Division of Cytopathology, Department of Pathology, The Johns Hopkins Hospital, Baltimore, Maryland, USA.
Department of Pathology, Faculty of Medicine, Chiang Mai University, Chiang Mai, Thailand.
Diagn Cytopathol. 2020 Dec;48(12):1282-1289. doi: 10.1002/dc.24573. Epub 2020 Aug 18.
Adenoid cystic carcinoma (ACCA) is an uncommon primary malignancy of salivary glands and rarely nonsalivary tissue. This study aims to evaluate the diagnostic accuracy of ACCA on fine needle aspiration (FNA) material and the associated challenges.
A search on electronic pathology database from 2006 to 2016 at The Johns Hopkins Hospital found 83 cytology specimens diagnosed as ACCA, 49 with histology follow-up.

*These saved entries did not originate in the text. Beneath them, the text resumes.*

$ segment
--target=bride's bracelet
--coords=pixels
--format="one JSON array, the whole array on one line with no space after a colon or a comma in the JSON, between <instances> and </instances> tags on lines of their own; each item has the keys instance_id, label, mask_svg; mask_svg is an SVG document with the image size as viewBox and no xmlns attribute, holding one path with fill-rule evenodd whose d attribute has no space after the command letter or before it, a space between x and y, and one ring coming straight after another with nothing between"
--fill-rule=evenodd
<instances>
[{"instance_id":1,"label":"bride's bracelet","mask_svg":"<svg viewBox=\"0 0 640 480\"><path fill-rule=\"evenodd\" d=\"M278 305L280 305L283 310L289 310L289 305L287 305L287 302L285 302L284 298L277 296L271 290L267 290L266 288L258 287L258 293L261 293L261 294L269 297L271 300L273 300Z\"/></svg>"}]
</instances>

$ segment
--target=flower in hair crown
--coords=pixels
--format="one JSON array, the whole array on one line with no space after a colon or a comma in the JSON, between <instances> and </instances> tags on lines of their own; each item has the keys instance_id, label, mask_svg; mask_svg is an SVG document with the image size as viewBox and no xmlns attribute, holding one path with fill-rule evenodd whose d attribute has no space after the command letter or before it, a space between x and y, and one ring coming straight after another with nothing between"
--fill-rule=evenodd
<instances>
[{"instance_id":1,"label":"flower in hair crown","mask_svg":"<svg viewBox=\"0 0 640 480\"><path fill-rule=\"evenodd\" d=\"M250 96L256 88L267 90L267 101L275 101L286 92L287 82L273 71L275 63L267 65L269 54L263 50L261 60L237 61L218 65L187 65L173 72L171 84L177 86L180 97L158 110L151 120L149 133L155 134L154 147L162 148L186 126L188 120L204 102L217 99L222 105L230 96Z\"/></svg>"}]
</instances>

Fifty-two females and 31 males were found ranging from 37 to 95 years old (mean 62.5). The tumor size was 1 to 11.5 cm (mean 3.4). FNAs were performed on 46 salivary glands (54.88%), 12 head and neck masses (14.45%), 9 lymph nodes (10.84%), 9 tracheas/lungs (10.84%), 4 vaginal/perineum/gluteal masses (4.82%), and one for each kidney, liver and abdominal/pelvic mass (1.21%). 83 FNA diagnoses revealed 3 nondiagnostics (3.61%), 20 neoplasms with unspecified features (24.10%), 30 basaloid neoplasms (36.14%), 18 ACCA (21.69%), and 12 other malignancies (14.46%). The accuracy of FNA in diagnosis of ACCA comparing to histologic follow-up in 49 cases was 87.5% sensitivity, 66.67% specificity, with 92.11% positive predictive value and 54.55% negative predictive value. The most common mimicker was pleomorphic adenoma.
ACCA can be diagnosed not only in the salivary gland FNAs, but also respiratory tract, intra-abdominal, kidney, and gynecologic regions. FNA is a preferred technique to assess mass lesions. However, a diagnosis of ACCA on FNA material should be rendered with caution since there are benign and malignant neoplasms with overlapping features. Awareness of prior medical history and ancillary studies can improve the diagnosis.
腺样囊性癌(ACCA)是一种罕见的唾液腺原发性恶性肿瘤,很少发生于非唾液腺组织。本研究旨在评估 ACCA 在细针抽吸(FNA)标本中的诊断准确性及其相关挑战。
在约翰霍普金斯医院的电子病理学数据库中进行了 2006 年至 2016 年的检索,发现了 83 例细胞学标本诊断为 ACCA,其中 49 例有组织学随访。
共发现 52 名女性和 31 名男性,年龄 37 至 95 岁(平均 62.5 岁)。肿瘤大小为 1 至 11.5 厘米(平均 3.4 厘米)。FNA 分别对 46 个唾液腺(54.88%)、12 个头颈部肿块(14.45%)、9 个淋巴结(10.84%)、9 个气管/肺(10.84%)、4 个阴道/会阴/臀部肿块(4.82%)和 1 个肾脏、肝脏和腹部/盆腔肿块(1.21%)进行了检查。83 例 FNA 诊断结果显示,3 例为非诊断性(3.61%),20 例为特征不明的肿瘤(24.10%),30 例为基底细胞肿瘤(36.14%),18 例为 ACCA(21.69%),12 例为其他恶性肿瘤(14.46%)。在 49 例有组织学随访的病例中,FNA 诊断 ACCA 的准确性为 87.5%的敏感性、66.67%的特异性、92.11%的阳性预测值和 54.55%的阴性预测值。最常见的模拟物是多形性腺瘤。
ACCA 不仅可以在唾液腺 FNA 中诊断,也可以在呼吸道、腹腔、肾脏和妇科区域诊断。FNA 是评估肿块病变的首选技术。然而,由于存在具有重叠特征的良性和恶性肿瘤,因此在 FNA 标本上诊断 ACCA 时应谨慎。了解既往病史和辅助检查可以提高诊断准确性。